Analyzing Open Data at Scale

Image credit: CERN

The previous lessons have shown how CMS Open Data MiniAOD files can be processed through tools like the Physics Object Extractor Tool to produce ROOT files with ``flat” structure TTree objects containing event and physics object information. You have also seen how such ROOT files can be analyzed using python tools like Coffea.

On small scales, all of these techniques can be tested and applied to a specific analysis using docker resources on your local machine. But in order to process all of the Open Data needed for a typical physics search or measurement, more computational resources are a great help.
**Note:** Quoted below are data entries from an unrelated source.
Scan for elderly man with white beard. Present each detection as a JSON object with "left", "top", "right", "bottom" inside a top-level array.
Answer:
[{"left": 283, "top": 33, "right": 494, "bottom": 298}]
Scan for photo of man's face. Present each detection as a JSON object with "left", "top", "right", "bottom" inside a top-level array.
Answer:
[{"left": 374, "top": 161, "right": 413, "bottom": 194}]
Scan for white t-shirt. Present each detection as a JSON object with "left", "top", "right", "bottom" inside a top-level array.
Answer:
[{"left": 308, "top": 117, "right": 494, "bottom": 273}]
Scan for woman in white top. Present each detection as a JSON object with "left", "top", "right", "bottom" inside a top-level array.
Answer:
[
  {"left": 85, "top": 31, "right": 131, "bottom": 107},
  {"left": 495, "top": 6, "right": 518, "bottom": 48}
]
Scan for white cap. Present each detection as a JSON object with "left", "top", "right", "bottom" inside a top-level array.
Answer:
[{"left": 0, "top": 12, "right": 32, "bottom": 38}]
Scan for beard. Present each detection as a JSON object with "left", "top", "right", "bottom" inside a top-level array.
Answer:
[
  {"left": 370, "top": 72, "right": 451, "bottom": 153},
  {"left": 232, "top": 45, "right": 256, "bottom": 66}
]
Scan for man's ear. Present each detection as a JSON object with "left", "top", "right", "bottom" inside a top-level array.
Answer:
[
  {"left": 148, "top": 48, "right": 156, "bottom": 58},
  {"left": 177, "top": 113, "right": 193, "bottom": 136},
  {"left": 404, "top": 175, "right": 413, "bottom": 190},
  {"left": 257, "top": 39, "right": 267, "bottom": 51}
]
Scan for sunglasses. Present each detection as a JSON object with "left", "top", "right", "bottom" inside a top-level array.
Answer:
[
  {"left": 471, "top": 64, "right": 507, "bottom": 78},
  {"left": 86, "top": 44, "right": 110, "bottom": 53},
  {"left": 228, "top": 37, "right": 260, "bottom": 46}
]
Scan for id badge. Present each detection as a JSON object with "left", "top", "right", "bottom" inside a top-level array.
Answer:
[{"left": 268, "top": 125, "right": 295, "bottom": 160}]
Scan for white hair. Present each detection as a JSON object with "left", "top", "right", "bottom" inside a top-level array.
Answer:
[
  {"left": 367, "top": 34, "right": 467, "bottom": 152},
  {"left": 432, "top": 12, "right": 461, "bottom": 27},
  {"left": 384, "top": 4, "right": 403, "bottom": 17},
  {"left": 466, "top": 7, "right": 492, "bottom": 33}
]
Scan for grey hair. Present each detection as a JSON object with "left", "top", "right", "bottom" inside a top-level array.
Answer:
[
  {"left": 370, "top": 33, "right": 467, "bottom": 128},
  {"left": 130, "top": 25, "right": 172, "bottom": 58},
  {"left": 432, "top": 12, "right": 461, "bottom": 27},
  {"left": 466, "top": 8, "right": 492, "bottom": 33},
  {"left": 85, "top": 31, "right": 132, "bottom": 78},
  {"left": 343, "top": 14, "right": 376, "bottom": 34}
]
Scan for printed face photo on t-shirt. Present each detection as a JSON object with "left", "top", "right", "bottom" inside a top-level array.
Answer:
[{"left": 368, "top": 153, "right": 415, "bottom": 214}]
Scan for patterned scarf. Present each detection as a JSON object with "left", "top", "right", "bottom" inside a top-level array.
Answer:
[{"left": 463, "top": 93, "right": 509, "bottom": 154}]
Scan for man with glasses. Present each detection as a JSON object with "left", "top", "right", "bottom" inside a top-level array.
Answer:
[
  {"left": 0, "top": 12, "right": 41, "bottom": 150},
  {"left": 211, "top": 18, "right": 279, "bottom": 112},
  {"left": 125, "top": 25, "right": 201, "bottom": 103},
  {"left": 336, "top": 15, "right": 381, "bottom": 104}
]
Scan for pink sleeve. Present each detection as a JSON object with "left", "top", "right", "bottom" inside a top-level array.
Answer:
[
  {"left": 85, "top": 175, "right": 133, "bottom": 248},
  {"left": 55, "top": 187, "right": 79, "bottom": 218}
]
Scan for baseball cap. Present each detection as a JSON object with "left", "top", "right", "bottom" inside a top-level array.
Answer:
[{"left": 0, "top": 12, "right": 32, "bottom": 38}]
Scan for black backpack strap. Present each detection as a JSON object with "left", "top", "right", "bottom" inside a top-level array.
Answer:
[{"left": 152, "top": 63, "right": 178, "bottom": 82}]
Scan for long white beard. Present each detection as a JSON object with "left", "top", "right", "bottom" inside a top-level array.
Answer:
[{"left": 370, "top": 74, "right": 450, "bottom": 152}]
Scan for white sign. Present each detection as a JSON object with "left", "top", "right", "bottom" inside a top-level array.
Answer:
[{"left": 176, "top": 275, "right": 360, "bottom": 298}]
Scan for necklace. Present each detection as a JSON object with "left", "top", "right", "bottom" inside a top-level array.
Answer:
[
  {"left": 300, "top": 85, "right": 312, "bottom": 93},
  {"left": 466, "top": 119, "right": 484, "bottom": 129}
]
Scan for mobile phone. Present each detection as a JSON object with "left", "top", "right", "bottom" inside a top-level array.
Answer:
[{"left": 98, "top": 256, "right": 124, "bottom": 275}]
Many distributed computing resources are accessible to Open Data researchers! Many universities and laboratories host Linux computing clusters to which you may have access. Cloud computing is also available to the general public for various fees through (at least) Google, Amazon, and Microsoft platforms. Thanks to the participation of Tata Institute of Fundamental Research (TIFR) in this workshop, this lesson will show you how to analyze full Open Data datasets using an HTCondor queue system on a Linux cluster.

Prerequisites

For this lesson you will log in to a computing cluster provided by the Tata Institute of Fundamental Research (TIFR). Open a terminal on your computer from which you can use ssh.

Schedule

	Setup	Download files required for the lesson
00:00	1. Check access to TIFR (Jan 5)	Can you log in to TIFR to use condor?
00:00	2. Logistics of an Open Data analysis (Jan 10)	What does a full CMS analysis workflow contain? What is the role of distributed computing in an Open Data analysis? What resources exist for Open Data distributed computing?
00:20	3. HTCondor submission	How can I use the CMSSW docker container in a condor job? How can I divide a dataset up into several jobs? How do I track the progress of condor jobs?
00:40	4. Run your analysis	Can you run POET through apptainer in a condor job? Can you merge the output files? Can you export the merged files to your laptop?
01:20	Finish

The actual schedule may vary slightly depending on the topics and exercises chosen by the instructor.